Никто никогда не спрашивал, правда ли это. Нейт с удовольствием мог порассуждать, кто из бейсболистов ведет по очкам, поворчать насчет придурков, что правят Нью-Йорком, и идиотов, что рулят страной, поперемывать косточки друзьям и знакомым, но как только кому-то хватало нахальства замахнуться с ним на фамильярность, как Нейт тут же с нахмуренным видом отлучался начищать стаканы, инспектировать краны или проверять свечи, а выскочка, что по недомыслию его обидел, оставался, как оплеванный, ждать дальнейшего обслуживания (которое нарочито затягивалось) и сожалеть о своей дерзкой выходке. «Не такое «Нейт» место», – любил говаривать Нейт, хотя, какое же оно именно, спросить ни у кого недоставало духа. Нейту нравилось, чтобы обстояло именно так, а с ним и завсегдатаям бара.

Бар «Нейт» и Нейт-хозяин олицетворяли былые времена, когда эта часть Куинса была преимущественно ирландской, до того как сюда понаехали индийцы, афганцы, мексиканцы, колумбийцы и раздербанили его на свои мелкие анклавы. Ирландцем Нейт не был, не был ирландским и его бар. Даже в день Святого Патрика огоньки здесь не менялись с белых на зеленые, а к пиву сидельцам не подавались зубочистки с флажками в виде трилистников. Нет, здесь дело в определенном душевном складе, отношении.
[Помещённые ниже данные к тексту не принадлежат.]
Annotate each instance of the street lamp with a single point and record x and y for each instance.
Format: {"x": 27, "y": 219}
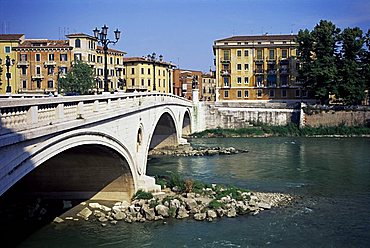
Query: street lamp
{"x": 101, "y": 36}
{"x": 8, "y": 63}
{"x": 152, "y": 58}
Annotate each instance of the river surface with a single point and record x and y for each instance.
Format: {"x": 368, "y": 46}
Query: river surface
{"x": 331, "y": 176}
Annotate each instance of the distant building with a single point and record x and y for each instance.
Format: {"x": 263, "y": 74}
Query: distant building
{"x": 7, "y": 44}
{"x": 209, "y": 86}
{"x": 185, "y": 81}
{"x": 38, "y": 63}
{"x": 259, "y": 67}
{"x": 142, "y": 74}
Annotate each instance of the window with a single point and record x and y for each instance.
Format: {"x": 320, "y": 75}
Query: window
{"x": 297, "y": 93}
{"x": 284, "y": 53}
{"x": 77, "y": 43}
{"x": 226, "y": 82}
{"x": 272, "y": 93}
{"x": 63, "y": 57}
{"x": 259, "y": 93}
{"x": 246, "y": 94}
{"x": 259, "y": 54}
{"x": 50, "y": 70}
{"x": 239, "y": 94}
{"x": 272, "y": 54}
{"x": 50, "y": 84}
{"x": 283, "y": 93}
{"x": 246, "y": 80}
{"x": 77, "y": 56}
{"x": 23, "y": 57}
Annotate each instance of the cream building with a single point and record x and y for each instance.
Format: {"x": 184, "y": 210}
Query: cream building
{"x": 257, "y": 68}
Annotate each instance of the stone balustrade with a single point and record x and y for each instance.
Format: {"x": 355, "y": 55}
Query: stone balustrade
{"x": 18, "y": 114}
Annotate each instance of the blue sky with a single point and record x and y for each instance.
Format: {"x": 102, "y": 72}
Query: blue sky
{"x": 183, "y": 31}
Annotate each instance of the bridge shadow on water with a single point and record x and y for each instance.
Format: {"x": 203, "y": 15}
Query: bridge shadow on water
{"x": 56, "y": 187}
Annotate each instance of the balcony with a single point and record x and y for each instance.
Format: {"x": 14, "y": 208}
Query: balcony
{"x": 50, "y": 63}
{"x": 259, "y": 71}
{"x": 225, "y": 73}
{"x": 37, "y": 76}
{"x": 225, "y": 60}
{"x": 23, "y": 63}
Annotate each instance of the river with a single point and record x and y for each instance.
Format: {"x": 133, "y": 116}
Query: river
{"x": 331, "y": 176}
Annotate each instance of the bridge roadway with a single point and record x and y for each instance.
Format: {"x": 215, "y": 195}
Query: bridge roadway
{"x": 92, "y": 147}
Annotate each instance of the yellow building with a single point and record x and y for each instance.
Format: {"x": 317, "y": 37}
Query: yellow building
{"x": 142, "y": 74}
{"x": 7, "y": 43}
{"x": 257, "y": 68}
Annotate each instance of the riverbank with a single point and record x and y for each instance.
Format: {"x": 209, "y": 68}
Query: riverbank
{"x": 290, "y": 130}
{"x": 181, "y": 199}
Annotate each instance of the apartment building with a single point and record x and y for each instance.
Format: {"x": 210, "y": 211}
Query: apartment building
{"x": 143, "y": 74}
{"x": 40, "y": 62}
{"x": 261, "y": 67}
{"x": 209, "y": 86}
{"x": 7, "y": 44}
{"x": 185, "y": 81}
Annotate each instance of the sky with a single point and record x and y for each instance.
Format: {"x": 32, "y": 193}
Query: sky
{"x": 183, "y": 31}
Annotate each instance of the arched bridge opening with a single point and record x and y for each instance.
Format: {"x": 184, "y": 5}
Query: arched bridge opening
{"x": 186, "y": 125}
{"x": 165, "y": 134}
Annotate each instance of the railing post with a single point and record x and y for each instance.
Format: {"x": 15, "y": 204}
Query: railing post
{"x": 59, "y": 111}
{"x": 32, "y": 115}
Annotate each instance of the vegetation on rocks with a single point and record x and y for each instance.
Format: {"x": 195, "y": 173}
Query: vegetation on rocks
{"x": 289, "y": 130}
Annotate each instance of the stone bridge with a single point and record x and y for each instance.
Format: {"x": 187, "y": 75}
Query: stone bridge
{"x": 92, "y": 147}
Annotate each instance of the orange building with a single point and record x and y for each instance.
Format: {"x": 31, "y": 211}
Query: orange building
{"x": 185, "y": 80}
{"x": 40, "y": 63}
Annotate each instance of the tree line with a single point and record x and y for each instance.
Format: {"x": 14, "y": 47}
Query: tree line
{"x": 334, "y": 62}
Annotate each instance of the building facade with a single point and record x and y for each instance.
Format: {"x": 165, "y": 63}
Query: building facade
{"x": 40, "y": 63}
{"x": 185, "y": 81}
{"x": 7, "y": 44}
{"x": 142, "y": 74}
{"x": 209, "y": 86}
{"x": 257, "y": 68}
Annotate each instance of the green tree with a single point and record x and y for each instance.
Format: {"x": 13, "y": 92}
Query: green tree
{"x": 80, "y": 79}
{"x": 351, "y": 83}
{"x": 317, "y": 53}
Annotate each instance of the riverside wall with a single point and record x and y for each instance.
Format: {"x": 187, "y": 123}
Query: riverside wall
{"x": 244, "y": 114}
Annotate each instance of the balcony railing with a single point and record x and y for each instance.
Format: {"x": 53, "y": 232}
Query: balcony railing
{"x": 225, "y": 73}
{"x": 50, "y": 63}
{"x": 23, "y": 63}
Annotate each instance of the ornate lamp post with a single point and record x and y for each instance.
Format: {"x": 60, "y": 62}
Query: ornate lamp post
{"x": 153, "y": 59}
{"x": 8, "y": 63}
{"x": 101, "y": 36}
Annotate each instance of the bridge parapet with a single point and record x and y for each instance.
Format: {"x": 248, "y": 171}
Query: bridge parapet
{"x": 19, "y": 114}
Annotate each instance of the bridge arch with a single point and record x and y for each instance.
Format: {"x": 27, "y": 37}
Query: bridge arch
{"x": 81, "y": 165}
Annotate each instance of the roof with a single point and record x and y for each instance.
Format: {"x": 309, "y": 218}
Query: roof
{"x": 100, "y": 48}
{"x": 11, "y": 36}
{"x": 259, "y": 37}
{"x": 43, "y": 43}
{"x": 80, "y": 35}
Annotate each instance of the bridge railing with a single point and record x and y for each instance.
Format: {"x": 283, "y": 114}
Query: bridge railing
{"x": 18, "y": 114}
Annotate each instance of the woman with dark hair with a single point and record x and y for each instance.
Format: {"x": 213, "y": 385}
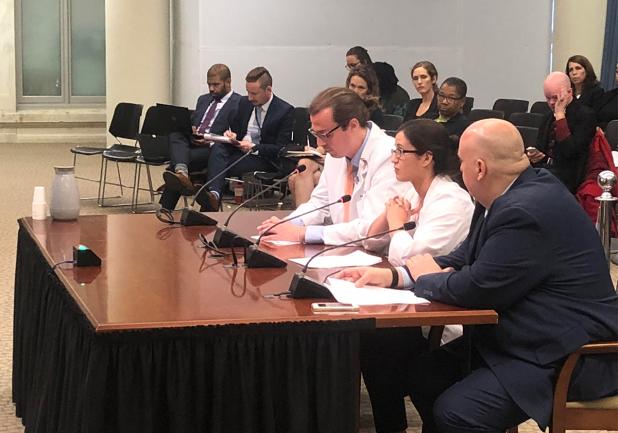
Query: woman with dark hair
{"x": 584, "y": 81}
{"x": 362, "y": 80}
{"x": 607, "y": 106}
{"x": 393, "y": 98}
{"x": 357, "y": 56}
{"x": 425, "y": 156}
{"x": 425, "y": 78}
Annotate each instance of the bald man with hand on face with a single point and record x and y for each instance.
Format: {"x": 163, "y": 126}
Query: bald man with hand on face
{"x": 532, "y": 255}
{"x": 565, "y": 134}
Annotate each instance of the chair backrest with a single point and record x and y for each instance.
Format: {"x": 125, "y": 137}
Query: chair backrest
{"x": 468, "y": 105}
{"x": 391, "y": 121}
{"x": 611, "y": 133}
{"x": 301, "y": 124}
{"x": 533, "y": 120}
{"x": 481, "y": 113}
{"x": 529, "y": 135}
{"x": 509, "y": 106}
{"x": 125, "y": 121}
{"x": 540, "y": 107}
{"x": 153, "y": 144}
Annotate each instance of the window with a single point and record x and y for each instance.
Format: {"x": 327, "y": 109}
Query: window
{"x": 61, "y": 51}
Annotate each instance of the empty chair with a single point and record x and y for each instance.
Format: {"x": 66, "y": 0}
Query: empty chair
{"x": 154, "y": 151}
{"x": 468, "y": 105}
{"x": 510, "y": 106}
{"x": 391, "y": 121}
{"x": 529, "y": 135}
{"x": 533, "y": 120}
{"x": 481, "y": 113}
{"x": 611, "y": 133}
{"x": 301, "y": 125}
{"x": 124, "y": 125}
{"x": 540, "y": 107}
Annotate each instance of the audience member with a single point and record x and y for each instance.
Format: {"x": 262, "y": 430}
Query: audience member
{"x": 263, "y": 124}
{"x": 362, "y": 80}
{"x": 534, "y": 256}
{"x": 584, "y": 81}
{"x": 424, "y": 156}
{"x": 565, "y": 134}
{"x": 425, "y": 78}
{"x": 451, "y": 98}
{"x": 357, "y": 56}
{"x": 213, "y": 113}
{"x": 393, "y": 98}
{"x": 607, "y": 105}
{"x": 357, "y": 163}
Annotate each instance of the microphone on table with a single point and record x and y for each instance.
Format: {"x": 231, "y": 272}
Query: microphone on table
{"x": 256, "y": 258}
{"x": 225, "y": 238}
{"x": 303, "y": 286}
{"x": 189, "y": 217}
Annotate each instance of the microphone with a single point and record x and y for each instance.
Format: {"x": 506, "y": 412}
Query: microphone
{"x": 190, "y": 217}
{"x": 255, "y": 258}
{"x": 303, "y": 286}
{"x": 225, "y": 238}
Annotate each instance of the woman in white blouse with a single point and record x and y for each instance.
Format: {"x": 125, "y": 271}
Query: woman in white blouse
{"x": 426, "y": 157}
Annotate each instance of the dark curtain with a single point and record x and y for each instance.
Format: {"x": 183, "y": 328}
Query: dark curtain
{"x": 610, "y": 46}
{"x": 292, "y": 378}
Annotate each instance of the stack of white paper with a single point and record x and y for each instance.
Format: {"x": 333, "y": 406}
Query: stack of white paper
{"x": 346, "y": 292}
{"x": 357, "y": 258}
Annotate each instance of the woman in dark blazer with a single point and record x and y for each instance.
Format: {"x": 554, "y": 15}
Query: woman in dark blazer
{"x": 584, "y": 81}
{"x": 424, "y": 77}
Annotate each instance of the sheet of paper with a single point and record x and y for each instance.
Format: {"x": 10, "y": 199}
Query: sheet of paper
{"x": 357, "y": 258}
{"x": 345, "y": 291}
{"x": 276, "y": 243}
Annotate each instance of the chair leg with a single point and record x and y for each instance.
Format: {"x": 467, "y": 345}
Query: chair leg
{"x": 119, "y": 179}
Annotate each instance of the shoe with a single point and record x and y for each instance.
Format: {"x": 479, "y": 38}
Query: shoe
{"x": 208, "y": 201}
{"x": 178, "y": 182}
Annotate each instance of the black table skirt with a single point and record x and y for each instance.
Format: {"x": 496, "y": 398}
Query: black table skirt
{"x": 294, "y": 377}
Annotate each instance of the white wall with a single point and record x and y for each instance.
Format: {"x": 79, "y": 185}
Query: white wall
{"x": 499, "y": 47}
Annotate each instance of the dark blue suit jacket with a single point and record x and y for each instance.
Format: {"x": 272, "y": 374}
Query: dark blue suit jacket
{"x": 537, "y": 260}
{"x": 225, "y": 116}
{"x": 276, "y": 126}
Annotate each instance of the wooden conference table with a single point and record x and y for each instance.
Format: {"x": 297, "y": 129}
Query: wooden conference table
{"x": 164, "y": 338}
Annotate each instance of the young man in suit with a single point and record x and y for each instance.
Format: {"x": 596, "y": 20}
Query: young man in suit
{"x": 565, "y": 134}
{"x": 213, "y": 113}
{"x": 532, "y": 255}
{"x": 262, "y": 126}
{"x": 357, "y": 163}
Окруженный чуждыми, привнесенными извне запахами, веяниями и акцентами, в постоянно меняющейся городской среде «Нейт» символизировал незыблемость устоев. Это был бар из старого мира. Сюда приходили выпить и вволю поесть простой и вкусной пищи, без всяких там диетических изысков с болезненной оглядкой на уровень холестерина. Здесь надлежало держать себя в рамках: если мелькнет за разговором какое скабрезное словцо, то будь добр произноси его потише, особенно в присутствии дам. По счету плати в конце вечера, не суетись с расчетом после каждой выпитой. Чаевые давай по-людски, не скаредничай. Стулья здесь удобные, туалеты чистые (отдельные граффити не в счет), а разливающая рука Нейта тверда и верна – не тяжелая и не легкая. Он смешивал хорошие коктейли, а вот шутеров[3] у него не водилось.

«Хотите шутерс – валите в «Хутерс»[4], – как-то напутствовал хозяин бара ватагу первокурсников, запросивших у него по неведению поднос «Пикирующих бомбардировщиков». Потом, уже выпнув парней из своего заведения, Нейт сказал, что первой их ошибкой было вообще найти сюда дорогу. «Щеглов из колледжей» Нейт не привечал, хотя сам не сказать чтобы совсем уж без гордости относился к ребятам из местных, что решили продолжить образование. Это он как раз приветствовал. Нейт знал их родителей, помнил дедушек и бабушек. Так что для него эти ребята были не «щеглы из колледжей», а «своя ребятня», и в баре им всегда находились и место, и радушие, хотя шутеров им Нейт все равно не подавал, даже если б те излечивали от рака. Так уж у него заведено.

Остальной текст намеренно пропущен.